The US regulatory apparatus and producing companies are resisting control efforts, asserting that the flame-retardant properties of PBDEs outweigh the currently understood risks. Europe has taken the first steps toward reducing PBDE usage by banning one of the dominant commercial forms, Penta-PBDE.

Intriguingly, Ikonomou et al. also show that PBDE levels in breast milk in Sweden have dropped since that country instituted control measures. This indicates that concerted action to control PBDE levels would be successful, if other countries would make similar decisions. Recent moves by the US to avoid provisions in the Stockholm Convention on Persistent Organic Pollutants that enable addition of new chemicals, like PBDEs, make that unlikely, given current US attitudes.

The trends measured by Ikonomou et al. indicate that PBDEs will become the dominant organohalogen contaminant in the Arctic environment by 2050 even though presently they are but 1/50th the level of PCBs. This possibility should heighten pressures to begin finding alternatives to PBDEs for retarding flames in consumer products, and to advance PBDEs as one of the first, if not the first, contaminant to be added to the list of persistent organic pollutants covered by the Stockholm Convention.

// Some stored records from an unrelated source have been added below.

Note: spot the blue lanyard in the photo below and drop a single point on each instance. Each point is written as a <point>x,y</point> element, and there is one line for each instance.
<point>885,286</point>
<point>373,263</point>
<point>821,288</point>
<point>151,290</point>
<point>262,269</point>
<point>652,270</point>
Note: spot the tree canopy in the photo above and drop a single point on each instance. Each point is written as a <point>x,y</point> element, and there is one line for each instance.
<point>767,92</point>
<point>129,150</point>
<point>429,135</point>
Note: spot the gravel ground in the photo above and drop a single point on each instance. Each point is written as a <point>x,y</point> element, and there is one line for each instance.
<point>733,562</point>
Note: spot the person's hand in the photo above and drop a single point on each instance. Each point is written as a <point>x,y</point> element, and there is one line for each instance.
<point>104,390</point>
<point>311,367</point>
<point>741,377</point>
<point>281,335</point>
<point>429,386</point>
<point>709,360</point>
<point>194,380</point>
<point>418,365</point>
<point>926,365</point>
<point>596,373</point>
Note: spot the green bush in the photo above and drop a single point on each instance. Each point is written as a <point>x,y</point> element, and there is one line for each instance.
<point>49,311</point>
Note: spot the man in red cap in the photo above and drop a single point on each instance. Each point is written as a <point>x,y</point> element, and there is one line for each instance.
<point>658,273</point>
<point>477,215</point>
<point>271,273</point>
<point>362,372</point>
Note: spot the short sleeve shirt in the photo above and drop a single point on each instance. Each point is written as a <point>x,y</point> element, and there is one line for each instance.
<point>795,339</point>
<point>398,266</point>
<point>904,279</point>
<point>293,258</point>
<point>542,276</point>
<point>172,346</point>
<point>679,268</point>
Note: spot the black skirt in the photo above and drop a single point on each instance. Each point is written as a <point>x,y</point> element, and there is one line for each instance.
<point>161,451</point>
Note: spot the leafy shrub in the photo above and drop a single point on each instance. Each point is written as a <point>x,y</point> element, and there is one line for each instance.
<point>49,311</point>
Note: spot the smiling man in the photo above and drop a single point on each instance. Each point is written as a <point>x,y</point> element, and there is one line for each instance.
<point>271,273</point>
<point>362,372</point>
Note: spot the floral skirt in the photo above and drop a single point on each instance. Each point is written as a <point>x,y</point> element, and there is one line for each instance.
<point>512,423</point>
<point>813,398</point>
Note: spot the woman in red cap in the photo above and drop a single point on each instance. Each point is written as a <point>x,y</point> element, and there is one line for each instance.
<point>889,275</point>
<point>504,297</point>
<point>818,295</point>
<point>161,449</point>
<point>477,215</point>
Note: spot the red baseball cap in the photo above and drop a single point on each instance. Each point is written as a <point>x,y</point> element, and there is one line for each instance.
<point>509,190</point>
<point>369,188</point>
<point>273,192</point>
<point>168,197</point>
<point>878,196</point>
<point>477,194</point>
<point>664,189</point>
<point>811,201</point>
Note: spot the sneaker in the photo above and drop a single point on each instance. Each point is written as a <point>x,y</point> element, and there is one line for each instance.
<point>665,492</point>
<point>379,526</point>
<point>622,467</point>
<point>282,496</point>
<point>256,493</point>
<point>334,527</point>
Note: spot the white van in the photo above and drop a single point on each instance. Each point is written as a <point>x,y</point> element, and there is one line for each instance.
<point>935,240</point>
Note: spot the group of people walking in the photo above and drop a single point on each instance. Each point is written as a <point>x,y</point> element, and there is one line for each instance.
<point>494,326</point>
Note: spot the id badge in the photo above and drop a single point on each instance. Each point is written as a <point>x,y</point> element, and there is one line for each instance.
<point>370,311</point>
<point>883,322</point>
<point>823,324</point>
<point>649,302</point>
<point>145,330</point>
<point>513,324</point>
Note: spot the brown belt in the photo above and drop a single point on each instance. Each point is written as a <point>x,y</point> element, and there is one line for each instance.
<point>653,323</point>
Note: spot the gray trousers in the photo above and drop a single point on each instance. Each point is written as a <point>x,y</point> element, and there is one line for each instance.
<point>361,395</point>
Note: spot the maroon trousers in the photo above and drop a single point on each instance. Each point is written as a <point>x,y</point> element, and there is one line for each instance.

The research effort on PBDEs fate and impact in the environment should be moved forward urgently, with particular attention paid to the behavioral and cognitive impacts of these compounds, both in wildlife and humans. A significant component of this research should be directed toward arctic ecosystems and arctic-dwelling people, as they are poised to become the ultimate sink for PBDEs in the environment.